Virginia’s Redistricting Gamble: Why a SCOTUS Appeal Would Be Legally Dubious, Politically Futile, and Financially Irresponsible

Virginia’s Redistricting Gamble: Why a SCOTUS Appeal Would Be Legally Dubious, Politically Futile, and Financially Irresponsible

By Thomas R. Scott, Jr., Esq.

May 8th’s decision by the Supreme Court of Virginia striking down Virginia’s mid-decade congressional redistricting referendum was not merely a political setback. It was a constitutional reminder that process matters even when one’s preferred outcome seems politically urgent.

And that is precisely why any appeal to the Supreme Court of the United States would likely amount to little more than an expensive exercise in political theater funded by Virginia taxpayers.

The Virginia Supreme Court’s ruling was grounded in Article XII, Section 1 of the Constitution of Virginia specifically, the constitutional requirement governing how amendments must proceed through intervening general elections before being presented to the voters.
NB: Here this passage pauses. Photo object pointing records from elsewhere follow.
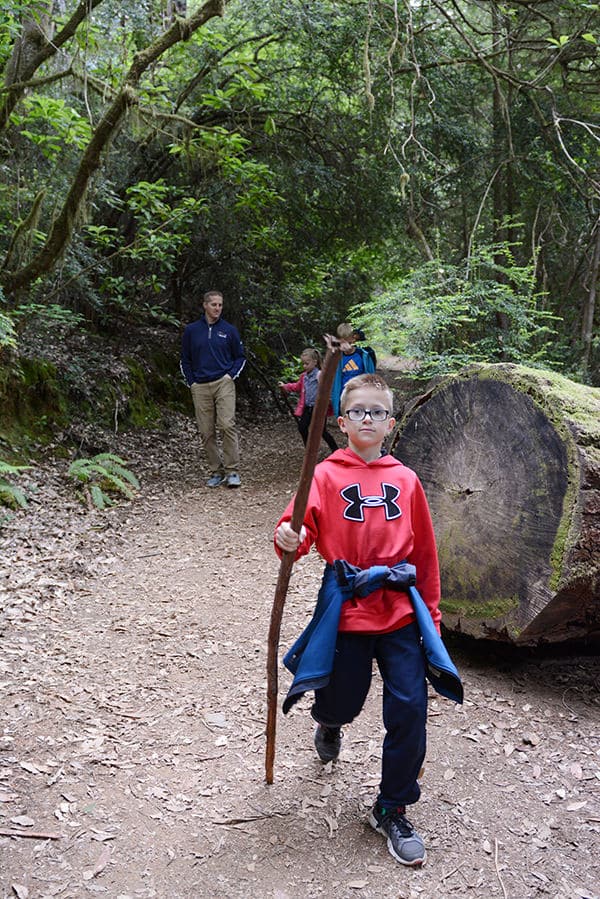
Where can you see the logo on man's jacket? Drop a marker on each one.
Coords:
(357, 503)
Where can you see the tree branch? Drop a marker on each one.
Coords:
(62, 226)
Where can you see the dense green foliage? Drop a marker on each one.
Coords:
(432, 166)
(103, 476)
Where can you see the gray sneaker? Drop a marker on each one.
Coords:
(404, 843)
(328, 742)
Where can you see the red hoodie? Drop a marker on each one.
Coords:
(372, 513)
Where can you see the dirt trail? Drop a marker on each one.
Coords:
(132, 688)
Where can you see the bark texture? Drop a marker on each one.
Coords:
(510, 461)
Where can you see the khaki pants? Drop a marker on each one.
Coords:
(214, 405)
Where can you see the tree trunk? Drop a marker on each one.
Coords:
(587, 325)
(510, 460)
(64, 222)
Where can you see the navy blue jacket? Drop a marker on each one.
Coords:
(208, 352)
(311, 657)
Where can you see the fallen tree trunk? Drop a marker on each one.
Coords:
(510, 460)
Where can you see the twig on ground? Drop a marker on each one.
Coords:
(29, 834)
(504, 893)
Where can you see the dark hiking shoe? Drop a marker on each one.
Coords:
(404, 843)
(328, 741)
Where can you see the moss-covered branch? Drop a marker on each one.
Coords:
(62, 226)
The Court did not base its holding on the U.S. Constitution. It interpreted Virginia’s own constitution.

That distinction matters enormously.

Under the longstanding “adequate and independent state grounds” doctrine, the United States Supreme Court generally has no jurisdiction to overturn a state supreme court’s interpretation of its own constitution. The doctrine is foundational to federalism and was articulated clearly in cases such as Michigan v. Long and Murdock v. Memphis.

In plain English: when a state supreme court says, “Our own constitution was violated,” that is ordinarily the end of the matter.
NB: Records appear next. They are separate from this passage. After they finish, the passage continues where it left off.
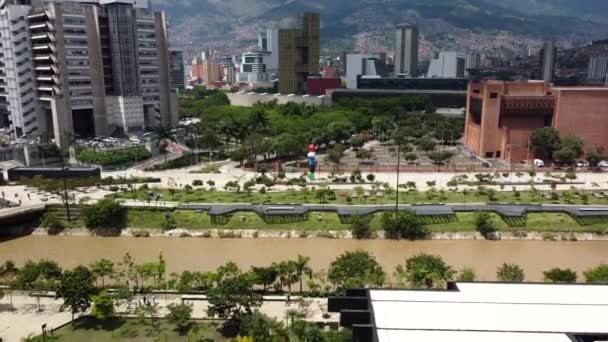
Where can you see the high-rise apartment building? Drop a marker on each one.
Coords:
(447, 65)
(548, 58)
(206, 69)
(299, 54)
(84, 68)
(176, 66)
(268, 42)
(252, 68)
(406, 50)
(598, 70)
Yes, the dissent attempted to frame portions of the dispute in federal-law terms. But the majority opinion did not rest its holding on federal constitutional interpretation. It rested squarely on Virginia constitutional procedure. That is a critical jurisdictional difference.

So before the Attorney General’s Office spends more public money chasing headlines and cable-news applause, Virginians deserve a candid answer to a simple question:

What exactly is the federal issue SCOTUS is supposed to decide?

Because “we don’t like the Virginia Supreme Court’s interpretation of the Virginia Constitution” is not a federal question.

Even more practically, the timing problem is insurmountable. There is virtually no realistic scenario in which the United States Supreme Court could fully brief, hear, and decide this matter in time to affect the November elections. Election administration deadlines, ballot preparation, candidate filings, and voter reliance interests make late-stage federal intervention extraordinarily unlikely.

Which raises another question: if the General Assembly truly believes the referendum process was constitutionally sound, why not simply do it correctly next time?

That answer, too, is fairly obvious. Because this was never presented to the public as a mere procedural exercise. It was part of a nationalized political effort to secure congressional advantage before the 2026 midterms.

And Virginians paid dearly for it.

According to reporting from Virginia Public Access Project and multiple national outlets, the referendum became the most expensive ballot measure campaign in Virginia history, with spending estimates ranging from approximately $83 million to more than $93 million.

Much of that money came from national political organizations and undisclosed “dark money” groups seeking influence over congressional control in Washington rather than governance in Richmond.

And now taxpayers are expected to underwrite yet another round of litigation over a referendum the state’s highest court has already declared constitutionally defective?

At some point, stewardship of public funds must matter.

What makes the political rhetoric surrounding this effort especially remarkable is the sudden reversal in principle depending on geography and party label.

For years, Democrats criticized aggressive redistricting efforts in states such as Texas, Tennessee, Florida, and North Carolina as partisan “power grabs” that diluted communities and entrenched political control.

Yet when the same tactics appeared in Virginia this time benefiting Democrats suddenly the rhetoric shifted from “dangerous gerrymandering” to “defending democracy.”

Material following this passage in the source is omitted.